Relationship between cellular radiosensitivity and DNA damage measured by comet assay in human normal, NBS and AT fibroblasts
- PMID: 11576452
- DOI: 10.1080/09553000110064222
Relationship between cellular radiosensitivity and DNA damage measured by comet assay in human normal, NBS and AT fibroblasts
Abstract
Purpose: To study the relationship between cellular radiosensitivity and DNA damage measured by the comet assay.
Materials and methods: Experiments were performed with nine human fibroblast lines (six normal, one NBS, and two AT). Cellular radiosensitivity was determined by colony assay and DNA damage was assessed by the comet assay.
Results: The cellular radiosensitivity of the fibroblast lines used covered a broad range with SF2 values varying between 1.3% and 53%. The comets analysed immediately after irradiation with doses up to 5 Gy showed marked differences among the cell lines; the relative initial tail moment at a dose of 5 Gy, ITM5, varied from 2.7+/-0.2 to 5.0+/-0.3. This variation was considered not to result from different numbers of DNA strand breaks induced but from differences in chromatin structure. There was an inverse correlation between SF2 and ITM5, i.e. radiosensitive cell lines exhibited a higher initial tail moment than radioresistant cell lines.
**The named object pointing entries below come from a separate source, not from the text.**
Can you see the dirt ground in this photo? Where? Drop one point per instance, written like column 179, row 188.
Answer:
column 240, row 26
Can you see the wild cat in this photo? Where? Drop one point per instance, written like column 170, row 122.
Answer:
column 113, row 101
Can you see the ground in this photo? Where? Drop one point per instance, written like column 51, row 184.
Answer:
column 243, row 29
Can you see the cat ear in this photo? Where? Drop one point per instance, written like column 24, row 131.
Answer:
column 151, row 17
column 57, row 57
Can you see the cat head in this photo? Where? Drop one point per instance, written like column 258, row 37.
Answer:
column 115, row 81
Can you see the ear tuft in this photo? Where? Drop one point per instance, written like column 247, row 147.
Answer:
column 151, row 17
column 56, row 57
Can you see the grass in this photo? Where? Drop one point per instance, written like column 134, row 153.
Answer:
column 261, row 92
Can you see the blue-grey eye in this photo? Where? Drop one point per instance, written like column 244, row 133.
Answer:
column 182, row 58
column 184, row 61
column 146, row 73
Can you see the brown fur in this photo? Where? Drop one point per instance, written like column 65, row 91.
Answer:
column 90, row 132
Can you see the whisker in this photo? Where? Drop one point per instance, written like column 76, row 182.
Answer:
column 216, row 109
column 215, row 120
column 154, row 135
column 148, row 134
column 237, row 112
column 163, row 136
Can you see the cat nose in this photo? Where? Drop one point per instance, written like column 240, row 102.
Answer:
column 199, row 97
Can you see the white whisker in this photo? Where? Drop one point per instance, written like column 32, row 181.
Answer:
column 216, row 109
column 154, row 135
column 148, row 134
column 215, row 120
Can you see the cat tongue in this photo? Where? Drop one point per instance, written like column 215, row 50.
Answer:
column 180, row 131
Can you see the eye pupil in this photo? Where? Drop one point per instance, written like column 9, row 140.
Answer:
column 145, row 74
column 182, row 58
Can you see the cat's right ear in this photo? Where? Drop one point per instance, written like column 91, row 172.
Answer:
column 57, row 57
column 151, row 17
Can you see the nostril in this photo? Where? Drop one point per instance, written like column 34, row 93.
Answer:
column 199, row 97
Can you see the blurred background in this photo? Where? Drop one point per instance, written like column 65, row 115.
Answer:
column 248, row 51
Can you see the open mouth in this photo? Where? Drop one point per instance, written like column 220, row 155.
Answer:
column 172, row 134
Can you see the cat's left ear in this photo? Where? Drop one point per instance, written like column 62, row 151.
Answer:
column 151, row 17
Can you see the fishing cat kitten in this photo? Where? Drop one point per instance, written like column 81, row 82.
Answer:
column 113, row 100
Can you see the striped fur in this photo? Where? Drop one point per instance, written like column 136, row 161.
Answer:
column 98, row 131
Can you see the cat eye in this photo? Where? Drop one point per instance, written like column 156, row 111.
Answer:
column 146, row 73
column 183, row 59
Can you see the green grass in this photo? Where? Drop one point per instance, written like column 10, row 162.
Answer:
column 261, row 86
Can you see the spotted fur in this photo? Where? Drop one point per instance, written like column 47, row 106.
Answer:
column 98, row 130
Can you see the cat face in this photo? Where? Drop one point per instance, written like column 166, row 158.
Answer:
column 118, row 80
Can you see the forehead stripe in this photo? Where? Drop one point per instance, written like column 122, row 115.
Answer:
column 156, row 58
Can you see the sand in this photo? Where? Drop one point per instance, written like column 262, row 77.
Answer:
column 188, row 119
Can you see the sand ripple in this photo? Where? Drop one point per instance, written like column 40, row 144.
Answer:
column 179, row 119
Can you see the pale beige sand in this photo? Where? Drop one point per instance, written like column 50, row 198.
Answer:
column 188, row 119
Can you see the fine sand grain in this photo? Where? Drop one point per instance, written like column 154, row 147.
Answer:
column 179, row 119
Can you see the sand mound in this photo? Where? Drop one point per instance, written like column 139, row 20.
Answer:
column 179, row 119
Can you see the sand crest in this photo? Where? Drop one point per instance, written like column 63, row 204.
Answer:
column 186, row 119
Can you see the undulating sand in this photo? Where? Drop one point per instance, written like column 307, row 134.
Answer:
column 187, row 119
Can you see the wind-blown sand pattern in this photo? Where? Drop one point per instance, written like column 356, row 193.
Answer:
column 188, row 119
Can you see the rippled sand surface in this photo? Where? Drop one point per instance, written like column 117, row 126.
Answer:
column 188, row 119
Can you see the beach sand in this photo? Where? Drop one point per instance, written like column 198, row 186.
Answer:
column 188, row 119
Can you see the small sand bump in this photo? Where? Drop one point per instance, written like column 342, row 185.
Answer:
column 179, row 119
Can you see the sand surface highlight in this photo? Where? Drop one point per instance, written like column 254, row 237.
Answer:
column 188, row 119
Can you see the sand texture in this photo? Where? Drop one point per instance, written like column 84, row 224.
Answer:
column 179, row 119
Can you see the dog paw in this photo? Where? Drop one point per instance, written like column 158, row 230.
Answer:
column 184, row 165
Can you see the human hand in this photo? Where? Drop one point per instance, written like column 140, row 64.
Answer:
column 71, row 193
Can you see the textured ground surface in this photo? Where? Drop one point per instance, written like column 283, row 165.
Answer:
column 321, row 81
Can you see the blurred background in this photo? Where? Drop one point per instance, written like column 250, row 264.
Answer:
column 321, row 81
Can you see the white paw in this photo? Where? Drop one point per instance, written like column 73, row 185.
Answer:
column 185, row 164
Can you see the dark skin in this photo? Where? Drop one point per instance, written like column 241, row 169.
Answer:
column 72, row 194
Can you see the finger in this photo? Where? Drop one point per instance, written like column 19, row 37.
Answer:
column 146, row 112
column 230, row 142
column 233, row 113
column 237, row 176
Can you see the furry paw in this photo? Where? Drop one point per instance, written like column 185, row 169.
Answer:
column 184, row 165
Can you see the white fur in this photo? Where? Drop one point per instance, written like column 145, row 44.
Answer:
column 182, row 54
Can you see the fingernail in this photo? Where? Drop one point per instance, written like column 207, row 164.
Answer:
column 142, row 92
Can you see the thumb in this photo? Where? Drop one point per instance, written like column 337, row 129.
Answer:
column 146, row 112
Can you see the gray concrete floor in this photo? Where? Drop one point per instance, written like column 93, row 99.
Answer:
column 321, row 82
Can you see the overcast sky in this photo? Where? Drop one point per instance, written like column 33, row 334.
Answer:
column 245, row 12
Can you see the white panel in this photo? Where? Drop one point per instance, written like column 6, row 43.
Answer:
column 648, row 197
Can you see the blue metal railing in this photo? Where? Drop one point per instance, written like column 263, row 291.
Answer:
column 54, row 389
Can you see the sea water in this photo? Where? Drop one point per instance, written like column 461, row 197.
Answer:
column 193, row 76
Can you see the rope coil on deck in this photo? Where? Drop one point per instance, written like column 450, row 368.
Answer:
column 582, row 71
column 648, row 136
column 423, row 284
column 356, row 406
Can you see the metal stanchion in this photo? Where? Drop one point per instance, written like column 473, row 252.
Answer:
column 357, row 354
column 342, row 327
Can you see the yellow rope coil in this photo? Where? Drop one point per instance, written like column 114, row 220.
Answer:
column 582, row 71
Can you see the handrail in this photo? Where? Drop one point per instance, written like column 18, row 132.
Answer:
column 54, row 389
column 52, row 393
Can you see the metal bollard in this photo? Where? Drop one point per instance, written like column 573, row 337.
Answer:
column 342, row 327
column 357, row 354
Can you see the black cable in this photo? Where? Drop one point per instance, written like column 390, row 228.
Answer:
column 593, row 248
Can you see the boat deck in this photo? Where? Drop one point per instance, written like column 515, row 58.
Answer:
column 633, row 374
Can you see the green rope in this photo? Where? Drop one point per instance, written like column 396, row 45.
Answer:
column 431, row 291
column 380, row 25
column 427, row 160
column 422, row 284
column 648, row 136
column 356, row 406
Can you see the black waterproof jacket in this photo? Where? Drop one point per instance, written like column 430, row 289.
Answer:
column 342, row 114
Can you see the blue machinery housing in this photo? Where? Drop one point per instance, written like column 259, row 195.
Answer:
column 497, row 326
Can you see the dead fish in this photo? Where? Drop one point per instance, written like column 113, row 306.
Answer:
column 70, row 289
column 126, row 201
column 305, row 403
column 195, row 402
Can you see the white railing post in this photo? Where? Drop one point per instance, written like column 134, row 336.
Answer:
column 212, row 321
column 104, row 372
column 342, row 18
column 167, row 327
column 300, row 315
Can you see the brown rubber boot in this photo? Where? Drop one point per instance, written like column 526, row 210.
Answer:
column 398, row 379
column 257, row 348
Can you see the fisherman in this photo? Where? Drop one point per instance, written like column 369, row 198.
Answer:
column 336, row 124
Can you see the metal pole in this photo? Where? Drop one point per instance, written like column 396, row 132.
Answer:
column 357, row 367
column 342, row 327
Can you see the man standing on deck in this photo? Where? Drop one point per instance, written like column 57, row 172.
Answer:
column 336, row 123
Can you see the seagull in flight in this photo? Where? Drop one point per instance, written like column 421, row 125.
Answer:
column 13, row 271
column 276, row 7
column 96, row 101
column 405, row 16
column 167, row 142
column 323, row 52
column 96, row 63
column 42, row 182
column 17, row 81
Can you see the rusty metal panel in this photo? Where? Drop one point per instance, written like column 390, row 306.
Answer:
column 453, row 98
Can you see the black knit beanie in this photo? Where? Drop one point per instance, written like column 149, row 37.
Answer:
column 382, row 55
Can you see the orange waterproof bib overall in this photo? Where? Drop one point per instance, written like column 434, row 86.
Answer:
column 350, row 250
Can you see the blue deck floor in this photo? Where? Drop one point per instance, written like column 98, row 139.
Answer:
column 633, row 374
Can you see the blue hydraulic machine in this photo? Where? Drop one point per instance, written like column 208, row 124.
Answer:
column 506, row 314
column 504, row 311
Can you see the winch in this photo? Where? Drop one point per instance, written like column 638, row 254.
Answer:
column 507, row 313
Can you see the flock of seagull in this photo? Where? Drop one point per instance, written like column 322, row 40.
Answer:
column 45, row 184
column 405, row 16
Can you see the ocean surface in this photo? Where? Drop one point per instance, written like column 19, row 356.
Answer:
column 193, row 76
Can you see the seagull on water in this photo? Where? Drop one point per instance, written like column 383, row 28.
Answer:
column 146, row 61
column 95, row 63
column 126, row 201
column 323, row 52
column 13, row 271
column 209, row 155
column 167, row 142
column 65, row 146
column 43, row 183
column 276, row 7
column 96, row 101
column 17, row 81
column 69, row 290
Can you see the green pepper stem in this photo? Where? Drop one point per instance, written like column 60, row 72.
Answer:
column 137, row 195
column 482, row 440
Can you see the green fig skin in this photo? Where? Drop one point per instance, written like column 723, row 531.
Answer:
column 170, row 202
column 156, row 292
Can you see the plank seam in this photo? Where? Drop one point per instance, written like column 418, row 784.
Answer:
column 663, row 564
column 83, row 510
In contrast, the repair kinetics measured with the comet assay for a dose of 2Gy followed by an incubation of up to 2h showed little variation and were found not to correlate with SF2. Repair kinetics as well as the amount of residual damage measured by this version of the comet assay were fairly similar to those measured by the alkaline unwinding technique and unlike that measured by neutral gel electrophoresis, indicating that this comet assay detects primarily single-strand breaks and alkali-labile sites, not double-strand breaks.
Conclusions: The correlation between SF2 and the initial tail moment at 5 Gy found here suggests that the cellular radiosensitivity of human fibroblasts also depends on the chromatin structure.